Hi, first of all, thank you for the great work on DeepCore.
I'd like to clarify a potential issue in the implementation of the Cal method. In the file methods/cal.py, within the finish_run function, the indices are selected as follows:
def finish_run(self):
scores=[]
if self.balance:
selection_result = np.array([], dtype=np.int32)
for c, knn in zip(range(self.args.num_classes), self.knn):
class_index = np.arange(self.n_train)[self.dst_train.targets == c]
scores.append(self.calc_kl(knn, class_index))
**selection_result = np.append(selection_result, class_index[np.argsort(**
#self.calc_kl(knn, class_index))[::1][:round(self.fraction * len(class_index))]])

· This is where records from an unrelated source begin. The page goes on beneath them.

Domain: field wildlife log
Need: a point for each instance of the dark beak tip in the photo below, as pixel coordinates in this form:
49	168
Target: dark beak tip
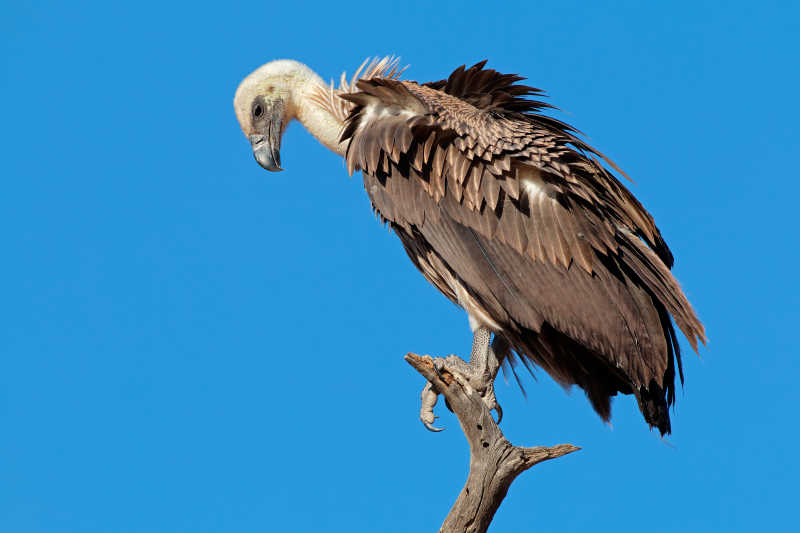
267	159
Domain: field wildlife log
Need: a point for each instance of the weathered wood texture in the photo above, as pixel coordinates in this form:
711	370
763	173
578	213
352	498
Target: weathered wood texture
494	461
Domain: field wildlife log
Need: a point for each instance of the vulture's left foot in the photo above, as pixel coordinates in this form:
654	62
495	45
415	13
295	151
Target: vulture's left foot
479	374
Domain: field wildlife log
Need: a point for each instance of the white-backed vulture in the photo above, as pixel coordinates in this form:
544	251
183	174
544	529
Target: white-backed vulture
508	214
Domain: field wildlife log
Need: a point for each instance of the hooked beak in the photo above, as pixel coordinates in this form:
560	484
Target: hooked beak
266	152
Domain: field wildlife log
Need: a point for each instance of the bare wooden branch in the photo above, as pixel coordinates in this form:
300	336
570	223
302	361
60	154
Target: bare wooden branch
494	461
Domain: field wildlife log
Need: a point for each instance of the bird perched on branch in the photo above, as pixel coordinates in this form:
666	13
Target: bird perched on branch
508	213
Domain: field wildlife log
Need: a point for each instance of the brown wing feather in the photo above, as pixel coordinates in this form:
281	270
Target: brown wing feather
511	208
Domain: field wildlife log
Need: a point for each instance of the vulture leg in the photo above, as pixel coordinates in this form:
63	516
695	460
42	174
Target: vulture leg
480	373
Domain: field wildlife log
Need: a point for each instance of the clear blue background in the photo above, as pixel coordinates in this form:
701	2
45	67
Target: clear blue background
189	343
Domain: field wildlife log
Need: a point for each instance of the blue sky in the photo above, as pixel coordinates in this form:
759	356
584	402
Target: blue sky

**scores[-1])[::1][:round(self.fraction * len(class_index))]])**
else:
**selection_result = np.argsort(self.calc_kl(self.knn))[::1][:self.coreset_size]**
return {"indices": selection_result, "scores":scores}
I noticed something that might be an issue — but I'd like to confirm it with you. My concern is with the use of [::1] in the slicing after np.argsort(). Since [::1] essentially keeps the order as is, this means the samples with the lowest KL divergence scores are selected first.
Wouldn't it make more sense to select samples with the highest KL divergence scores? That would mean we should use [:: -1] to reverse the sorting order.
Thanks in advance for any clarifications!